The guidelines outline the general bases of legitimate data processing by employers.
The guidelines from the AEPD proposes the data protection rights to be upheld in a working environment. In the document the AEPD addresses the importance of applying the principle of data minimisation. An employment contract does not automatically give employers access to any and all personal information of employees, therefore these guidelines outline what information may or may not be necessary. The document sets the limits for the processing of data in the hiring process, as well as throughout the course of the employment contract. The AEPD explains that due to the duties of secrecy and security, personal data should only be known by the affected party and by those uses within the organization who have the power to use, consult or modify the data.
The AEPD suggests using the least invasive system possible for tracking employee working days.
According to the guidelines published by the AEPD, with regards to tracking employee workdays, the least invasive system possible should be adopted. This information cannot be publicly accessible or located in a visible place. In addition, the data registered by these systems must not be used for any purposes other than the tracking of the working day. In the example of a worker who travels to perform their role, a working day tracker would be used for the sole purpose of recording when their workday begins and ends, and not to constantly monitor their location. The processing of geolocation data requires a specific legal basis.
The guidelines cover access by employers to social media profiles and data from wearable technology like smart watches.
The AEPD explains that employees are not obligated to allow their employer to access or inquire into their social media profiles. This includes during the hiring process as well as for the execution of the employment contract.
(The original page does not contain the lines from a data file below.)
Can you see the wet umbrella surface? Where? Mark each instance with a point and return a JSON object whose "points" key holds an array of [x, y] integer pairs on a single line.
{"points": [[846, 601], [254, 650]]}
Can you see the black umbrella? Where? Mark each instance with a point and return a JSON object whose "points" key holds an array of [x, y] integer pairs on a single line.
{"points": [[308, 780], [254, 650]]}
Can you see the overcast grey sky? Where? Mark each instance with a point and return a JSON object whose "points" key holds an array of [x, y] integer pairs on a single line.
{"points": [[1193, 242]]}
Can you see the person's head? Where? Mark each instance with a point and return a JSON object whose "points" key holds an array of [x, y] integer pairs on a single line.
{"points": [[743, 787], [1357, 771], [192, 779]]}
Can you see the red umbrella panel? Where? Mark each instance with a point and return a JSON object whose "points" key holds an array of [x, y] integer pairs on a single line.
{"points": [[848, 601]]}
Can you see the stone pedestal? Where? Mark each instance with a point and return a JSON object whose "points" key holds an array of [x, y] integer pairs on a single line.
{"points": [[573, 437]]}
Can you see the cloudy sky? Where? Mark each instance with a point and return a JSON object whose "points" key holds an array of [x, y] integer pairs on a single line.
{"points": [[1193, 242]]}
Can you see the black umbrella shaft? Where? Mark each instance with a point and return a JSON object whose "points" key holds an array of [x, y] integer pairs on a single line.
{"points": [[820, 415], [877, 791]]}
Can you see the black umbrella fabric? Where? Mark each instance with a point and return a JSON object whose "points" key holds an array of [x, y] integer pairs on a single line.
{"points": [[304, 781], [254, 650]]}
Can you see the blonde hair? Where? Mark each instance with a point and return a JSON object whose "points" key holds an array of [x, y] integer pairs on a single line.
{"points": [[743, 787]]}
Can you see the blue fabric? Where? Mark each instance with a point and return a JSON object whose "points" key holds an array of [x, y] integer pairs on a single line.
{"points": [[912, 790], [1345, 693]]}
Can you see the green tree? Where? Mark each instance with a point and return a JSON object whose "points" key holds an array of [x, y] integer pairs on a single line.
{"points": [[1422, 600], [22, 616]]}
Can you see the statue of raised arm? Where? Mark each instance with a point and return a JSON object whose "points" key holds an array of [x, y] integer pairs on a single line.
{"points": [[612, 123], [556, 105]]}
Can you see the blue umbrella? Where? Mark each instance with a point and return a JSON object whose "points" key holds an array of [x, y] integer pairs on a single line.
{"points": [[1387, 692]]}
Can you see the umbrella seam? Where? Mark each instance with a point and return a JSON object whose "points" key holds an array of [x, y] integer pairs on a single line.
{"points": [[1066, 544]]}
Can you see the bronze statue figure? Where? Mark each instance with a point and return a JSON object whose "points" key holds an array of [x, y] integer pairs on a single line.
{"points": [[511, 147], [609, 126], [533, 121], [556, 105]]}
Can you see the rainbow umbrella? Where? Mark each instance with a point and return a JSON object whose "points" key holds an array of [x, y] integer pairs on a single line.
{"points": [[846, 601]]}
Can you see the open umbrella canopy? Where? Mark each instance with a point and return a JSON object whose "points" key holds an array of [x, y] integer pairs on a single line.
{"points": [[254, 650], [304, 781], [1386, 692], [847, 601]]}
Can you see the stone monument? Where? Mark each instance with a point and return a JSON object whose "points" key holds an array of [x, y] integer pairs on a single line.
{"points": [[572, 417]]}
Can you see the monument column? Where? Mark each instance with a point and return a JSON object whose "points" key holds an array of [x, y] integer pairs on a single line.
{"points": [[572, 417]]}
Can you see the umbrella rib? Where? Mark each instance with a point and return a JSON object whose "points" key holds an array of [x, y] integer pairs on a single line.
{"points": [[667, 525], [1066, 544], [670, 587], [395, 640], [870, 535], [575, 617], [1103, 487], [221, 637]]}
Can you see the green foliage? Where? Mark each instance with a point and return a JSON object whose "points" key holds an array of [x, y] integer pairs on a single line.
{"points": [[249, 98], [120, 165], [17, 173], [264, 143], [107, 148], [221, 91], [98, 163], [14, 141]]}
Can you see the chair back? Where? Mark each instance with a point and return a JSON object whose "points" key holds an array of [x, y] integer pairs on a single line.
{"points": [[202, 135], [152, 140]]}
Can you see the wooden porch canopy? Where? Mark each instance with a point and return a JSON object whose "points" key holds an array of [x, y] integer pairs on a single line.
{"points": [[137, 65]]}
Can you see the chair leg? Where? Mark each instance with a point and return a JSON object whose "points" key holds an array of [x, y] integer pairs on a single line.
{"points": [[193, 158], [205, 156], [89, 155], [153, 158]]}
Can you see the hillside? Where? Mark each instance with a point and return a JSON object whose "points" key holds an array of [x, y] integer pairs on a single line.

Even in cases where a candidate for employment has a social media profile that is publicly accessible, an employer may not process any data obtained in that way, unless there is a valid legal basis for it. In this case it will be necessary for the employer to inform the worker and to demonstrate what the legal basis is including its relevance to the performance of the role.
The AEPD published guidelines on wearable devices, particularly on the monitoring of health data through devices like smart watches. In general this type of monitoring is prohibited for several reasons. This type of monitoring violates the principle of proportionality as it suggests the constant monitoring of special category data (health), and could allow employers to access data specific to health conditions and not exclusively the data assessing an individual’s ability to perform their job.
The AEPD published guidelines specific to internal whistleblowing and privacy for victims and alleged perpetrators.
In instances of gender-based violence, or harassment, personal data, particularly identity is generally considered to be special category data. Sensitive data of this nature requires enhanced protection. According to the guidelines, an identification code should be assigned to the alleged victim as well as the alleged perpetrator in these cases. When it is necessary to process data for compliance to legal obligations, an employer may process data of a worker regarding their condition as it relates to gender-based violence or harassment. In cases of harassment at work, both the identity of the alleged harasser and the alleged victim of harassment must be protected.
The guidelines state that the works council now has the right to information on the parameters of a company’s algorithms and artificial intelligence systems.
As the use of artificial intelligence becomes more prevalent, the guide includes groundbreaking information on the rights of the works council to be informed by companies, on the framework for any algorithms or AI systems used within their company. This includes explanations on profiles which could prossible affect access to, as well as conditions, and maintenance of employment. This condition was newly introduced into law (RD-law 9/2021), modifying the Workers’ Statute, and introducing an additional level of transparency to the process.